Friday, November 4, 2011

Shakespeare, Scams, Fraud, Movie, Devere

By Freddy Brown


The new film, Nameless, re-opens one of English literature's largest cans of worms and answers its own question with a comprehensive, yes, Shakespeare was a fraud "fronting for the real writer of those 37 masterpieces, Edward de Vere, the 17th Earl of Oxford.

The poser of the genuine William Shakespeare has rumbled along since the middle of the 19th Century, when questions were first raised as to how a humble actor from unsung Stratford on Avon could produce such an enormous body of commonly recognized genius and yet leave so few marks on the historical record.

In the way of most conspiracy theories, there is some imperative if unproven evidence in favour of the anti-Stratfordians, as they are known.

Certainly, they argue, a man responsible for some of the best works of world literature wouldn't be such a confusing figure. Where are the portraits, the loving tributes, and the letters? In fact , pretty much all we know of William Shakespeare (and even the exact spelling of his name is disputed) is that he was an actor and was concerned in 1 or 2 court cases.

The works themselves provide further fuel for the Shakespeare doubters. Whoever wrote these eternal plays had a giant vocabulary "close on 30,000 words "and knew their way around contemporary politics, history and traditional legends. William Shakespeare's background was in no way that of an illiterate peasant, but the anti-Stratfordians ask, could the child of a glove maker really become one of the most learned men of his age.

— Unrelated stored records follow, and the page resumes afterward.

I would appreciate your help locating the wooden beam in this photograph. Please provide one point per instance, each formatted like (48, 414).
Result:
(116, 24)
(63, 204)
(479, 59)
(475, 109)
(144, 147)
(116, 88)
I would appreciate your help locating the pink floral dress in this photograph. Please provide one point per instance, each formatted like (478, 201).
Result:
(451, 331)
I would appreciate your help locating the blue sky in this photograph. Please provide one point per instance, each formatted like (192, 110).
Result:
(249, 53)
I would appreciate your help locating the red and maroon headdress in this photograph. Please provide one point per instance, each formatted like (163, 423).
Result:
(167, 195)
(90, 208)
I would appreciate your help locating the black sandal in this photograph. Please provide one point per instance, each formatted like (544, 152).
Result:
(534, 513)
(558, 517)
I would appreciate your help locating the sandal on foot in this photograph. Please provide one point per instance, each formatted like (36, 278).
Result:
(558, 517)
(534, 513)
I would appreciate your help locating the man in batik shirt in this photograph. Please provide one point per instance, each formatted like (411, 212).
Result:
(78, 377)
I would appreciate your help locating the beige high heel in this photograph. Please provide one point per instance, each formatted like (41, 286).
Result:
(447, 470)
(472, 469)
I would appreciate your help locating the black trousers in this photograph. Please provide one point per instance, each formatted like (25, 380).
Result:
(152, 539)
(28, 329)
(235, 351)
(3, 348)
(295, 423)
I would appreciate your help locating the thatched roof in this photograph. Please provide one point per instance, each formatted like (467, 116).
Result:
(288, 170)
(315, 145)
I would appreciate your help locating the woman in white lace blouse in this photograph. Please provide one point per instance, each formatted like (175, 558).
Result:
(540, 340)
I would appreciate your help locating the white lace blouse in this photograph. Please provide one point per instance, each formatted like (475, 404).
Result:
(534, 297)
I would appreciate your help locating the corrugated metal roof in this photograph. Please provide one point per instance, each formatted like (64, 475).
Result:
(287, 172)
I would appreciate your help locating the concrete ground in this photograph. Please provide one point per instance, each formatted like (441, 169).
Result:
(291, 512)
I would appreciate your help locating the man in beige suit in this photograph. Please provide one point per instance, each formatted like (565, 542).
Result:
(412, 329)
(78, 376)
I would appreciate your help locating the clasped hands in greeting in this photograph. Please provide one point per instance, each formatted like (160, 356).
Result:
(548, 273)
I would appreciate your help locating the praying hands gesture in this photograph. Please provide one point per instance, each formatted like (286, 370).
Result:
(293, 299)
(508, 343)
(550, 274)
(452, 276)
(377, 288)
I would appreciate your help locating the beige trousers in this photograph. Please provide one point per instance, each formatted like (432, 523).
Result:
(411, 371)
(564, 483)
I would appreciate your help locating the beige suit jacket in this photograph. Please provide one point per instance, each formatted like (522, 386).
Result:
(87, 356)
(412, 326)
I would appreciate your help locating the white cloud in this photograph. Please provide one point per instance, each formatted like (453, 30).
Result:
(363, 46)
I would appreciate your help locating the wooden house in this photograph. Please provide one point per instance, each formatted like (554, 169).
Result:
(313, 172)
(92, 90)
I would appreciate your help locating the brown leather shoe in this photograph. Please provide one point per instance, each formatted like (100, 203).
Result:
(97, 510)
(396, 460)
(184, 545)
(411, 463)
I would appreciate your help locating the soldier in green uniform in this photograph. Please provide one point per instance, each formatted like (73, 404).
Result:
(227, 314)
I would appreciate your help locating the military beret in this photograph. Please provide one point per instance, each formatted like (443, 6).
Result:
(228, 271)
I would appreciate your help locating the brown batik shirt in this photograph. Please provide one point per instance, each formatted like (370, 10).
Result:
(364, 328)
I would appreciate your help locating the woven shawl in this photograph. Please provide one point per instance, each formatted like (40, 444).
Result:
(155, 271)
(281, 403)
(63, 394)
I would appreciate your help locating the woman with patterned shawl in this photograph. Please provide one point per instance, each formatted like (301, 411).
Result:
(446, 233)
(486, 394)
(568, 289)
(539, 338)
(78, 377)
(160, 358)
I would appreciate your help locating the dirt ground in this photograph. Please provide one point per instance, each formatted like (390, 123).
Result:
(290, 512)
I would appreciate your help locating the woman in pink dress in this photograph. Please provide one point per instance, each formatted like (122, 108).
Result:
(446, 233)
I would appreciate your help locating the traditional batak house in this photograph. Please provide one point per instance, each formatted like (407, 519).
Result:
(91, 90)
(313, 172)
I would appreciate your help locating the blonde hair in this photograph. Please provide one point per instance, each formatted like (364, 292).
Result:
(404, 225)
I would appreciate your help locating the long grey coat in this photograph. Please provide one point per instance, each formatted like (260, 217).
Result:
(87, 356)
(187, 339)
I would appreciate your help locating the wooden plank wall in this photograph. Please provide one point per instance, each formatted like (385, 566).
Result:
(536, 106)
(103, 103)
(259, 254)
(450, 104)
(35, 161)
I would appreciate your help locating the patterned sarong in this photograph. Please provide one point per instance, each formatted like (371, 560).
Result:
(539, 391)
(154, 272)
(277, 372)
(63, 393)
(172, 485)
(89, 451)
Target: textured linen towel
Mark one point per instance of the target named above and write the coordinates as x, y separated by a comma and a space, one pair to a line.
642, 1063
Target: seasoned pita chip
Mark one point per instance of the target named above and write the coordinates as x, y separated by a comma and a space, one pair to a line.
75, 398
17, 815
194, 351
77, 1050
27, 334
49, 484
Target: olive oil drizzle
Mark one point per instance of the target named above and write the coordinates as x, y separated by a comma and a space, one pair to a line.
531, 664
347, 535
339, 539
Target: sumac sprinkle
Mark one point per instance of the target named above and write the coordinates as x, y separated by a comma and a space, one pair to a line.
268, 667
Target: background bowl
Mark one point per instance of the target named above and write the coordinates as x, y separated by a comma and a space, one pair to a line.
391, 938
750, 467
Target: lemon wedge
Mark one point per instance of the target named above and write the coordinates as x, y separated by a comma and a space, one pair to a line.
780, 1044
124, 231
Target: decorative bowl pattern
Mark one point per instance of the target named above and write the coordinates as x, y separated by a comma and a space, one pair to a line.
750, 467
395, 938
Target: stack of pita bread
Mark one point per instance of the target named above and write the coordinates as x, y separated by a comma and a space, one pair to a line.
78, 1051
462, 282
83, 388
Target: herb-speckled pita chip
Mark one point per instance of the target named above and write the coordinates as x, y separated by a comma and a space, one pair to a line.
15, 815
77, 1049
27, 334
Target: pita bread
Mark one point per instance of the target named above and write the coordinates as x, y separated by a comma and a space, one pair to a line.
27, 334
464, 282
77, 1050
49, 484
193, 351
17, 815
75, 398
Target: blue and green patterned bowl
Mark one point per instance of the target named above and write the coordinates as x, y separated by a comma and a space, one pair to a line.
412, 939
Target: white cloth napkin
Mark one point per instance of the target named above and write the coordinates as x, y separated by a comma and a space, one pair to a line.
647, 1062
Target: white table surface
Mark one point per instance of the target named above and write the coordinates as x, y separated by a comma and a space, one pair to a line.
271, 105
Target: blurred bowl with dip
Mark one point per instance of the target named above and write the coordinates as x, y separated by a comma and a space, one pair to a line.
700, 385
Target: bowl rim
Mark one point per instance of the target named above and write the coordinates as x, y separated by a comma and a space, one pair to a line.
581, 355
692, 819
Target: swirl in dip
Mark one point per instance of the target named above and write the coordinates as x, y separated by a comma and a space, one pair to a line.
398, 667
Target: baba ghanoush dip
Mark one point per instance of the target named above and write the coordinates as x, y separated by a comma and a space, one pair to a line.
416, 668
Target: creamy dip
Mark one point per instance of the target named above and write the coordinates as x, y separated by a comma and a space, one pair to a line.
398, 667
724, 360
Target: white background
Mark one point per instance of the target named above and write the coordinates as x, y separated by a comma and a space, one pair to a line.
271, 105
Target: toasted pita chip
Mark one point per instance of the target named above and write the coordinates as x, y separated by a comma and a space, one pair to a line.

Actually such is the breadth and scope of the published Shakespearean works the first anti-Stratfordians advised they must've been penned by a grouping of men. Definitely, the best education in Tudor Britain was the province of a little top-notch "men like the philosopher Sir Francis Bacon, adventurer Sir Walter Raleigh and, of course, Edward de Vere.

De Vere was the latest of the four main candidates for authorship to enter the ring.

Before him came Sir Francis Bacon. Fast living playwright Christopher Marlowe has additionally been proposed as an alternate Shakespeare, and his very own puzzling life and death only adds to the allure. William Stanley, the sixth Earl of Derby, a learned aristocrat with an interest in the theatre to match de Vere's was proposed in 1891.